— Я не могу этого отрицать.
— Мы любители Гомера, но мы должны изгнать его из нашего Государства. Поэтому, Главкон, — сказал я, — всякий раз, когда ты встретишь кого-нибудь из восхвалителей Гомера, заявляющих, что он был воспитателем Эллады и что он полезен для образования и для устройства человеческих дел, и что тебе следует снова и снова обращаться к нему, узнавать его и устраивать всю свою жизнь в соответствии с ним, мы можем любить и почитать тех, кто говорит подобные вещи — они превосходные люди, насколько хватает их разумения; и мы готовы признать, что Гомер — величайший из поэтов и первый из трагиков; но мы должны оставаться твердыми в своем убеждении, что гимны богам и похвалы знаменитым мужам — это единственная поэзия, которую следует допускать в наше Государство. Ибо если ты выйдешь за эти пределы и позволишь войти медовой музе, будь то в эпических или лирических стихах, то не закон и разум человечества, которые по общему согласию всегда считались наилучшими, а удовольствие и боль станут правителями в нашем Государстве.

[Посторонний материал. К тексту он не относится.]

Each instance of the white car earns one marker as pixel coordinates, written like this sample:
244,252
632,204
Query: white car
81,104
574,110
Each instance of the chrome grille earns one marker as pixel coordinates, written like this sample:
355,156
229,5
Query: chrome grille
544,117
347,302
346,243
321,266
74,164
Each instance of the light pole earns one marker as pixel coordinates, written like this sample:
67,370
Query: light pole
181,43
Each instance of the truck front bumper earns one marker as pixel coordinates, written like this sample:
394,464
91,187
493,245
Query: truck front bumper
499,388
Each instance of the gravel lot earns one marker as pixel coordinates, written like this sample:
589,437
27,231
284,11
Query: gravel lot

— Это совершенно верно, — сказал он.
— А теперь, поскольку мы вернулись к теме поэзии, пусть эта наша защита послужит доказательством разумности нашего прежнего решения изгнать из нашего Государства искусство, имеющее описанные нами склонности; ибо нас принудил к этому разум. Но чтобы она не приписала нам никакой суровости или недостатка вежливости, скажем ей, что существует древняя распря между философией и поэзией; тому есть много доказательств, например, изречение о «брешущей собаке, воющей на своего господина», или об одном «могучем в суетных речах глупцов», и «толпе мудрецов, обходящих Зевса», и «тонких мыслителях, которые все же остаются нищими»; и есть бесчисленные другие признаки древней вражды между ними. Несмотря на это, заверим нашу милую подругу и сестринские искусства подражания, что если она только докажет свое право на существование в хорошо управляемом Государстве, мы будем рады принять ее — мы прекрасно осознаем ее прелесть; но мы не можем из-за этого предать истину. Полагаю, Главкон, что ты очарован ею не меньше, чем я, особенно когда она предстает в Гомере?

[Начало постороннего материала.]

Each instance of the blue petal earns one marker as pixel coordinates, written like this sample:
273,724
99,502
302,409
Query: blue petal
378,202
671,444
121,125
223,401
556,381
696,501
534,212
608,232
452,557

— Да, действительно, я очень очарован.
— Предложу ли я тогда позволить ей вернуться из изгнания, но только при одном условии — чтобы она защитила себя в лирическом или каком-нибудь другом метре?
— Конечно.
— И мы можем далее предоставить тем из ее защитников, кто любит поэзию, но не является поэтами, разрешение говорить в прозе от ее имени: пусть они покажут, что она не только приятна, но и полезна для Государств и для человеческой жизни, и мы будем слушать с добрым расположением; ибо если это можно доказать, мы, несомненно, останемся в выигрыше — я имею в виду, если в поэзии есть польза, а не только наслаждение?
— Конечно, — сказал он, — мы останемся в выигрыше.

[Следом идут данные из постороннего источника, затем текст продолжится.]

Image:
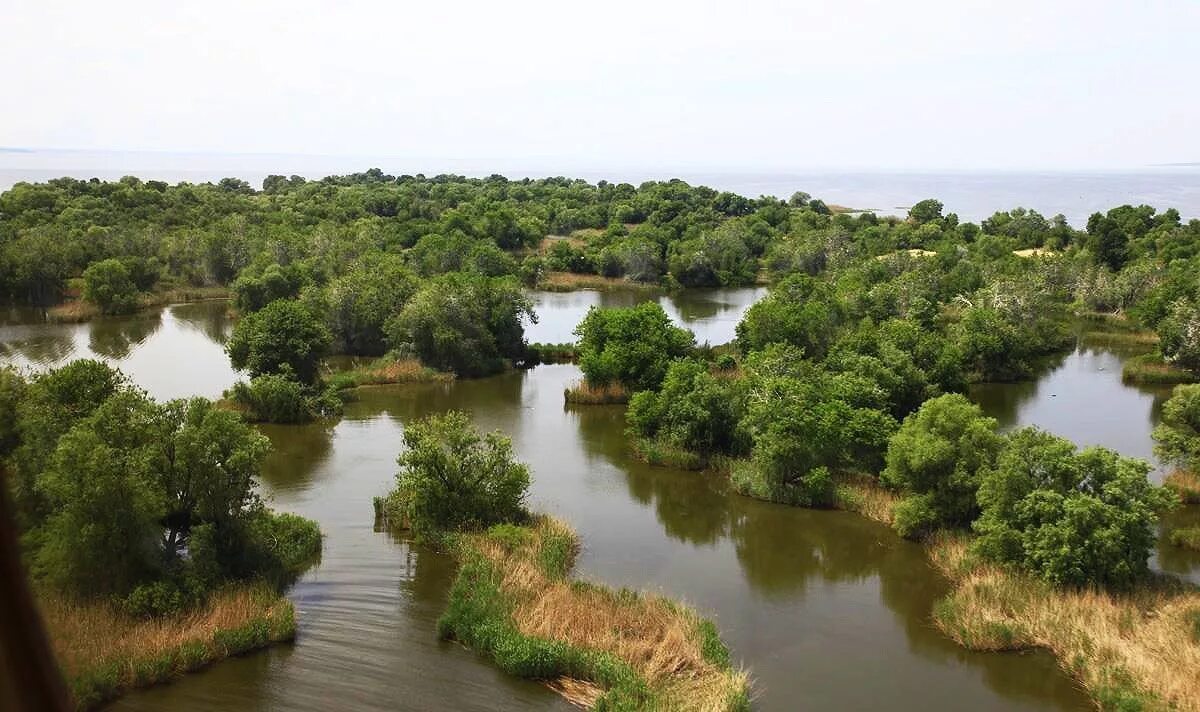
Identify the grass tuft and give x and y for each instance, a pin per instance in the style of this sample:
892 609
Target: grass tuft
585 394
103 651
610 650
1131 651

— Если ее защита не удастся, тогда, мой дорогой друг, подобно другим людям, которые влюблены в нечто, но сдерживают себя, когда думают, что их желания противоречат их интересам, так и мы, по примеру влюбленных, должны отказаться от нее, хотя и не без борьбы. Поэзия привлекательна, но не истинна. Мы тоже вдохновлены той любовью к поэзии, которую воспитание благородных Государств насадило в нас, и поэтому мы хотели бы, чтобы она предстала в своем лучшем и истинном виде; но до тех пор, пока она не сможет должным образом защитить себя, этот наш довод будет для нас заклинанием, которое мы будем повторять про себя, слушая ее напевы, чтобы не впасть в детскую любовь к ней, которая пленяет многих. Во всяком случае, мы прекрасно осознаем, что поэзия, будучи такой, как мы описали, не должна рассматриваться всерьез как достигающая истины; и тот, кто слушает ее, опасаясь за безопасность города, который внутри него, должен остерегаться ее соблазнов и сделать наши слова своим законом.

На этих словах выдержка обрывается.